Showing posts with label Action. Show all posts
Showing posts with label Action. Show all posts

Thursday, April 9, 2015

Adding Action to your .Add

I've learned not to be intimidated by C#'s rich library for delegate and lambda operations.  In fact, I've come to embrace Func and Action as tools to simplify APIs and keep my code clean.  One pattern I really liked when I first saw it, and try to encourage its use, is offering an override along the lines of .Add<T>(Action<T> aNewT) any time an API exposes the ability to add something to a collection.

The vendors of server-side web controls all use this pattern for adding columns to a grid control.

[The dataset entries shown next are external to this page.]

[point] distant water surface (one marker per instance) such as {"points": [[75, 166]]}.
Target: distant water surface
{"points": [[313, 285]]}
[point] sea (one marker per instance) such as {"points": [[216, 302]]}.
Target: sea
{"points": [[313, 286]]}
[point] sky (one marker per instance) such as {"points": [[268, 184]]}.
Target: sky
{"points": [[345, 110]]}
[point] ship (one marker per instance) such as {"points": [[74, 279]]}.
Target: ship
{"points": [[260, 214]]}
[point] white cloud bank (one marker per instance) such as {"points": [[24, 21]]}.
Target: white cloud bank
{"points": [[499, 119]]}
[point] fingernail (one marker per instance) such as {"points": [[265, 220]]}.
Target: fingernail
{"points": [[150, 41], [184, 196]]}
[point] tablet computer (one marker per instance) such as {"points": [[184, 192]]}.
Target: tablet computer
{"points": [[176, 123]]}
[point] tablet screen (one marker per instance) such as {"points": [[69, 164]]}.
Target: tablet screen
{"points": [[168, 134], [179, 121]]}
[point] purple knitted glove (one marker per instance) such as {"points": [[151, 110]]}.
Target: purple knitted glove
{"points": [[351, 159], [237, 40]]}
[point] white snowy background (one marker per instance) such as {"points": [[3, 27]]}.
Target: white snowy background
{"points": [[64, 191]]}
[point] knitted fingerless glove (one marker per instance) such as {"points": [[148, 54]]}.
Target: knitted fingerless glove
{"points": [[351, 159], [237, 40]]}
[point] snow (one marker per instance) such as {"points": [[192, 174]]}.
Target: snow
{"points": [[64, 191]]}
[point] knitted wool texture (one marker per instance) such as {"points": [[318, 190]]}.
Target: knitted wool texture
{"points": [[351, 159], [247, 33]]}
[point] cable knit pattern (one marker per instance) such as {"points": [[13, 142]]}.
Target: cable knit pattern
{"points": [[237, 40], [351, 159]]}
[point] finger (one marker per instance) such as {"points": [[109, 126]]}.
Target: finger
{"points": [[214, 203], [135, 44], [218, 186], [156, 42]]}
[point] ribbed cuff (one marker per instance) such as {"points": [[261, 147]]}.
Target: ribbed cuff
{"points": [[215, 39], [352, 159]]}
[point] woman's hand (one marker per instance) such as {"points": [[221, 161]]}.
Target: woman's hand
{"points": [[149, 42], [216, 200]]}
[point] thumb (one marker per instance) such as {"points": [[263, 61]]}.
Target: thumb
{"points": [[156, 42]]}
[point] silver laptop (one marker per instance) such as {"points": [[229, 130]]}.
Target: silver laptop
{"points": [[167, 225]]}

First consider the delegate-less approach:

GridColumn myColumn = new GridColumn();
myColumn.Title = "Name";
myColumn.Sortable = true;
myColumn.Filterable = true;
etc...

mySuperGrid.Columns.Add(myColumn);

Maybe we can clean things up a little by declaring the new anonymous object within .Add method call:

mySuperGrid.Columns.Add(new GridColumn() 
{
      Title = "Name";
       etc...
});
But most of the time, won't I always want to add a new object?  So why make me bother to type "new"?  And if I can only add GridColumn types, why make me type that too?  So consider the following override for the .Add method:

public void Add(Action<GridColumn> initializerDelegate)
{
       GridColumn newColumn = new GridColumn();
       //We could even do some default intialization if it wasn't already done in GridColumn's 
       //constructor...
       newColumn.myProperty=myDefaultValue;
       
       initializerDelegate(newColumn);

       myColumnCollection.Add(newColumn);
}

Now look what a consumer of the API can do:

mySuperGrid.Columns.Add(column=>
{
      column.Title="Name";
      column.Sortable=true;
      etc..
});

In my opinion, this is much cleaner and simpler for consumers of the .Add method.  Note the consumer doesn't have to know the name of the type used to represent a new column, nor worry about correctly instantiating a new instance of one. Compile-time binding and Intellisense still apply!

So don't fear "=>", it really is your friend!